In [12]:
%matplotlib inline
import matplotlib.pyplot as plt

from pathlib import Path

from promg.modules.db_management import DBManagement
from tabulate import tabulate
import yaml

from promg import Configuration, DatabaseConnection, Performance, SemanticHeader, DatasetDescriptions, OcedPg, Query

from IPython.core.interactiveshell import InteractiveShell

InteractiveShell.ast_node_interactivity = "all"

import pandas as pd

pd.set_option('display.width', 2000)

### Define the project that you want to do analysis on

In [13]:
case_study = 'bpic14'
# case_study = 'bpic17'
use_sample = False

In [14]:
# retrieve configuration for case_study
conf_path = Path(case_study, 'config.yaml')
config = yaml.safe_load(open(conf_path))

print(f"These are the credentials that I expect to be set for the database.")
print(f"db_name: {config["db_name"]}")
print(f"uri: {config["uri"]}")
print(f"password: {config["password"]}")
print("----------------------")
print(f"If you have other credentials, please change them at: {conf_path}")

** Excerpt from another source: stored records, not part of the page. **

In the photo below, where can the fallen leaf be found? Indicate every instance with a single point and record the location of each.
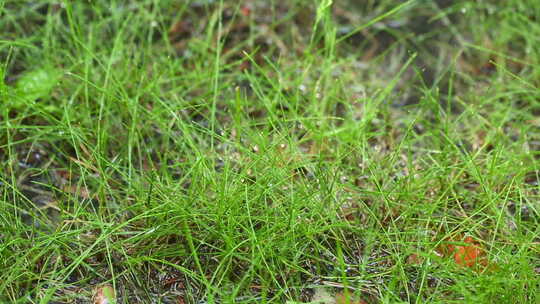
(471, 254)
(104, 295)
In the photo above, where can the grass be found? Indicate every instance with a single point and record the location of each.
(256, 151)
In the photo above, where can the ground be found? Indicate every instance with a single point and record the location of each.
(269, 151)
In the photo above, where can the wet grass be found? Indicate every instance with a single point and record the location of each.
(253, 152)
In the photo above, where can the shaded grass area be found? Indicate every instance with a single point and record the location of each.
(253, 151)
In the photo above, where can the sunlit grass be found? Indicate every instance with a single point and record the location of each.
(254, 152)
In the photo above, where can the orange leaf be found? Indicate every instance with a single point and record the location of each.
(470, 254)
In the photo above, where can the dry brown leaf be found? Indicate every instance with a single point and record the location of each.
(471, 254)
(104, 294)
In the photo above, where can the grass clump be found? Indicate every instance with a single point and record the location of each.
(255, 152)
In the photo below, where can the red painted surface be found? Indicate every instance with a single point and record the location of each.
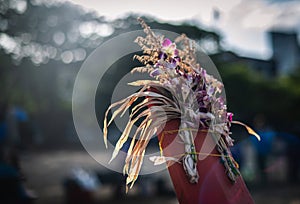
(213, 185)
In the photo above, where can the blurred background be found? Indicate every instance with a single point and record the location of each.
(254, 44)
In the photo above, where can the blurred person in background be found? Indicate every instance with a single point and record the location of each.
(11, 176)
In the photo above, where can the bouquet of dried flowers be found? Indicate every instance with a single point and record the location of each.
(180, 89)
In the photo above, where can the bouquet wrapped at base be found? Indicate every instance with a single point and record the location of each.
(196, 138)
(213, 186)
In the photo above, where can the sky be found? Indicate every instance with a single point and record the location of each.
(242, 23)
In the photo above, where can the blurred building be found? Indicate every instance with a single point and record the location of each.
(285, 59)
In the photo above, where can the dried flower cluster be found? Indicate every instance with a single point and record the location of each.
(183, 90)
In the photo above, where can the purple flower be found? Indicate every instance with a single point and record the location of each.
(167, 42)
(169, 48)
(229, 116)
(155, 73)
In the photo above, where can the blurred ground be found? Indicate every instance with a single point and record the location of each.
(46, 171)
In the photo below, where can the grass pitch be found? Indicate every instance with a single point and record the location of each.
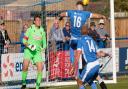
(122, 83)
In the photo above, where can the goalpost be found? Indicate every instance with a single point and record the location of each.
(57, 79)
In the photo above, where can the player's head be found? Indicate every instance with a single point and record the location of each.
(84, 30)
(37, 20)
(80, 5)
(56, 23)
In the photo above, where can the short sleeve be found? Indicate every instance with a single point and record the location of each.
(87, 14)
(26, 36)
(69, 13)
(44, 38)
(79, 46)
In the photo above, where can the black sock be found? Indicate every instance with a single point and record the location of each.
(103, 85)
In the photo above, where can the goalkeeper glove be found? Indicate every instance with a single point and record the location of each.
(32, 47)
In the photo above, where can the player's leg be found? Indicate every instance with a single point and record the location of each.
(27, 58)
(89, 75)
(39, 73)
(101, 82)
(25, 72)
(39, 63)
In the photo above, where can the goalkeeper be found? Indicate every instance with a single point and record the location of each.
(35, 42)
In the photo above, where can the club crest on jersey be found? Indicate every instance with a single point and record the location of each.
(36, 37)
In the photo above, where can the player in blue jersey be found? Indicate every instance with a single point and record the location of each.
(78, 18)
(88, 48)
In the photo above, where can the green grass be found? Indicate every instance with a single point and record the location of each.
(122, 83)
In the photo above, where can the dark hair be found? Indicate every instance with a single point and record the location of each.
(84, 30)
(92, 24)
(80, 3)
(67, 22)
(37, 16)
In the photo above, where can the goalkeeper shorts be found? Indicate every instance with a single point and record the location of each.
(33, 56)
(89, 73)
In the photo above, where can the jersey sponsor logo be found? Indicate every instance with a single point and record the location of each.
(25, 37)
(36, 37)
(8, 66)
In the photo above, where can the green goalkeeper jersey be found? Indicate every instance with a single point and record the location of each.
(35, 36)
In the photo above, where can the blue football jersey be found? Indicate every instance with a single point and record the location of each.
(88, 47)
(77, 19)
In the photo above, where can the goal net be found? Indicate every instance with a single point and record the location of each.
(57, 65)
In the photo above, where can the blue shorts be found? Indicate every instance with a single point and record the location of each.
(73, 44)
(88, 75)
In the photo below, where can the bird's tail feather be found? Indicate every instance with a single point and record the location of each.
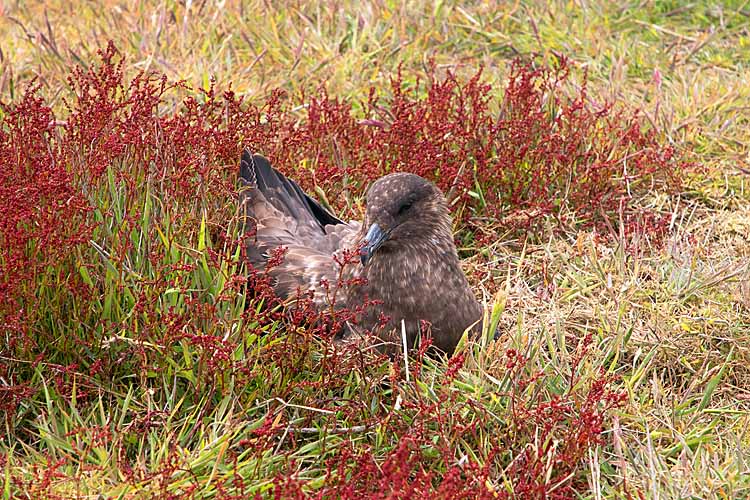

These are the credentials that I expect to be set for the database.
db_name: neo4j
uri: bolt://localhost:7687
password: bpic2014
----------------------
If you have other credentials, please change them at: bpic14\config.yaml


### Prepare so we can use PromG to load the data and execute queries

In [15]:
config = Configuration.init_conf_with_config_file(conf_path)
db_connection = DatabaseConnection.set_up_connection(config=config)

### Load the data

# Start Analysis
Make sure the data imported using import_data.ipynb. The imported data is in the schema as defined in the paper

# Analysis Goals = Process Discovery
Let's discover the process

In [16]:
object_types = []
if case_study == "bpic17":
    object_types = ['Application', 'Offer', 'Workflow', 'CaseAO', 'CaseAW', 'CaseWO']
elif case_study == "bpic14":
    object_types = ["ConfigurationItem", "Incident", "Interaction", "Change"]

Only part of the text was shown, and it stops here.